When the information you’re dealing with gets to millions of gigabytes (petabytes), the options become limited. You’ll also need to consider additional costs for data storage, either on-site or in the cloud.
Calculate The Peak Number Of Users
It’s necessary to estimate the maximum number of simultaneous users who may be sending queries to an application database, as this figure will have implications both on the capacity of the database, and its ability to scale.
With a public database for example, you may have to consider scaling out the application to multiple servers, to cope with unexpected traffic surges or seasonal demands.
Determine Application Demand For Availability, Scalability, Throughput, Latency, and Data Consistency
24/7/365 and 99.999% availability are the ideals for today’s digital business operations – and often for the applications that help make those processes happen. With a database on-site, you can usually allocate active servers and configure high availability outside of scheduled maintenance periods. Off premises, there are a few cloud databases that offer 99.999% availability if you run them in multiple zones.

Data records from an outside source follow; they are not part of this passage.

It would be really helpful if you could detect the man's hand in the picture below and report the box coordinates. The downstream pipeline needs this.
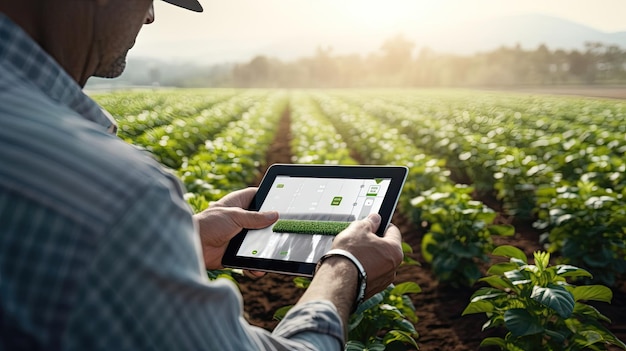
[332,214,403,299]
[194,188,278,269]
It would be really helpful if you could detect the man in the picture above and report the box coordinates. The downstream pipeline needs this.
[0,0,402,350]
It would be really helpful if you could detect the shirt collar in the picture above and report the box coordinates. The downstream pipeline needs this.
[0,12,117,134]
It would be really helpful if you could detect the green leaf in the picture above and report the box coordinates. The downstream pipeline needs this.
[344,340,368,351]
[574,302,611,324]
[504,270,532,285]
[492,245,528,263]
[572,285,613,303]
[422,233,437,263]
[504,308,544,337]
[461,300,495,316]
[390,282,422,296]
[479,275,517,291]
[556,264,592,278]
[487,224,515,236]
[383,330,419,349]
[480,337,506,350]
[487,262,519,275]
[530,284,574,318]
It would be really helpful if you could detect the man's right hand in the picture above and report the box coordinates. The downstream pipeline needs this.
[332,214,403,299]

NoSQL databases have traditionally had the edge over SQL databases, in terms of horizontal scaling. The cloud offers much greater options for dynamic scalability. This quality is important, as databases with good scalability can handle multiple simultaneous users by scaling up or out until their throughput becomes sufficient for the load.
Throughput is output relative to input, or the amount of data passing through a system from input to output. Databases with high throughput can support many simultaneous users.
With latency, you’ll need to consider both the response time of the database itself, and the end-to-end response time of the application it serves. Instantaneous response to user actions typically requires a database to respond in under 100 milliseconds for each simple transaction. Analytic queries may take seconds, or even minutes depending on the complexity of analysis.
In SQL databases, all reads usually return the latest data. This translates into strong data consistency. Systems with eventual consistency offer lower latency, but at the risk of reading stale data. Data consistency can range from eventual to strong, for NoSQL databases.
Establish The Change Frequency Of Your Database Schema
A schema is the skeletal structure that represents the logical view of the entire database. It defines how data is organized and how the relationships between records are associated.
SQL databases are the best option if your database schema is unlikely to change significantly over time, and you want most fields to have consistent data types from record to record.
Determine The Geographic Spread Of Your User Population
Most databases that support globally distributed nodes and strong consistency use consensus groups to speed up write operations without seriously degrading consistency. Unless you provide additional servers in their regions, database latency for remote users has a lower limit at the speed of light.
With users spread across the globe, there’s a trade-off between consistency and latency. Some databases allow for distributed read-write servers. Others offer distributed read-only servers, with all writes forced to go through a single master server
Identify The Typical Data Characteristics For The Application
The “shape” or form of the information you’re processing will also influence the choice of database for your application. If you’re performing analytics, some degree of transformation may be required, to bring the data into an appropriate form.
SQL databases usually store strongly-typed data in rectangular tables, using rows and columns. Relationships between tables must be clearly defined, and SQL databases use indexes to speed up selected queries, with the JOINS mechanism to query multiple tables at once.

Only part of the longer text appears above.